E, invece ancora una volta c’è chi utilizza questo mezzo per spargere ancor di più del fango e colpire nuovamente la città di Napoli.
La città partenopea è bersaglio da sempre: stereotipi, razzismo strisciante, criminalizzazione sistematica. Cambiano le epoche, cambiano i mezzi, ma la melma resta. Quelle che odiano Napoli non per quello che è, ma per ciò che rappresenta: una città viva, passionale, inaffondabile nonostante tutto.
L’intelligenza artificiale, di per sé, è uno strumento. Neutro. Può salvare vite o distruggere reputazioni. Può riscrivere il futuro o falsificare il presente. Dipende da chi la usa. E oggi, più che mai, serve una presa di coscienza collettiva: la responsabilità non è del mezzo, ma dell’essere umano che lo impugna.
Queste immagini non sono semplici fotomontaggi. Sono atti di guerra culturale. Sono propaganda. Sono tentativi di manipolazione dell’opinione pubblica. Non si tratta solo di screditare una squadra di calcio o una tifoseria, ma di colpire un’identità. Di delegittimare un intero popolo.

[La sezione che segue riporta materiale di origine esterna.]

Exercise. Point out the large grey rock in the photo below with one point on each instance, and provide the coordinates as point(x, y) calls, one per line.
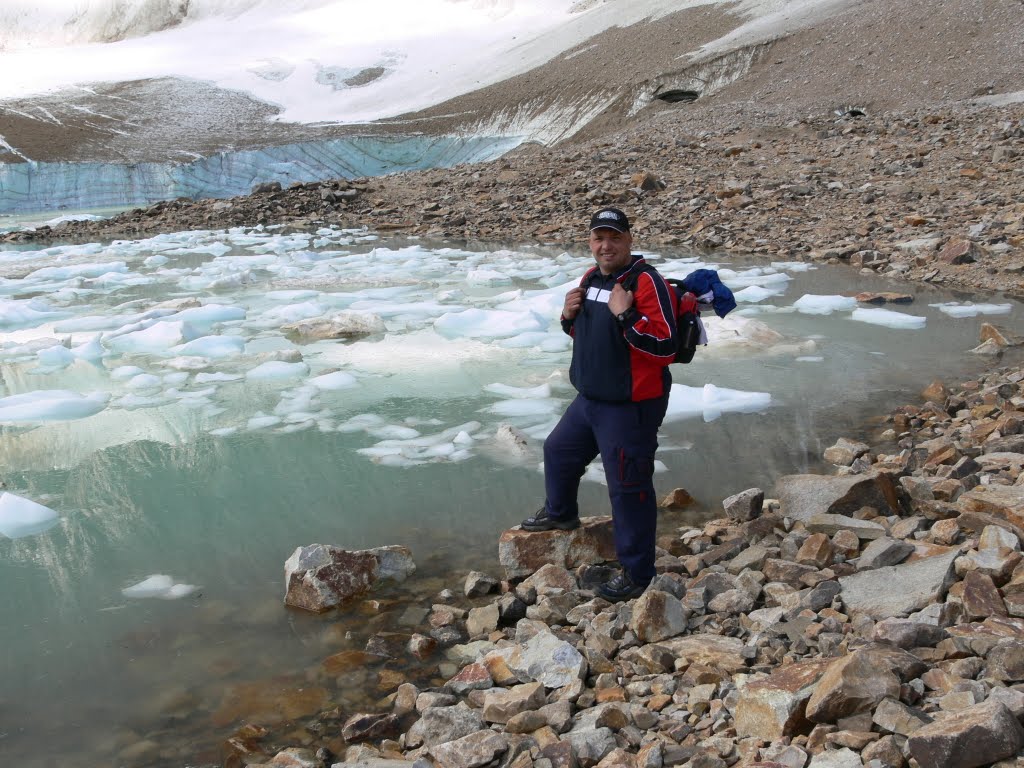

E allora viene da chiedersi: perché? Perché nel 2025 ci sono ancora individui ossessionati dal vedere Napoli a fuoco, sotto le macerie, annientata? La risposta è inquietante quanto semplice: perché Napoli è viva. Perché Napoli resiste. E a molti questo dà fastidio.
La soluzione non è demonizzare l’AI. Ma regolarla. Educare all’uso etico. E soprattutto, individuare e sanzionare chi la sfrutta per diffondere fake news, fomentare odio, destabilizzare.
Servono leggi, certo. Ma serve anche una presa di posizione culturale. Da parte della politica, della stampa, delle piattaforme digitali. E soprattutto dei cittadini. Perché se oggi è Napoli il bersaglio, domani potrebbe esserlo chiunque.
Non è l’algoritmo che odia. È l’uomo che lo istruisce.
Napoli non ha bisogno di essere difesa. Napoli va capita. Rispettata. E protetta da chi, ieri come oggi, non riesce ad accettarne la bellezza indomabile.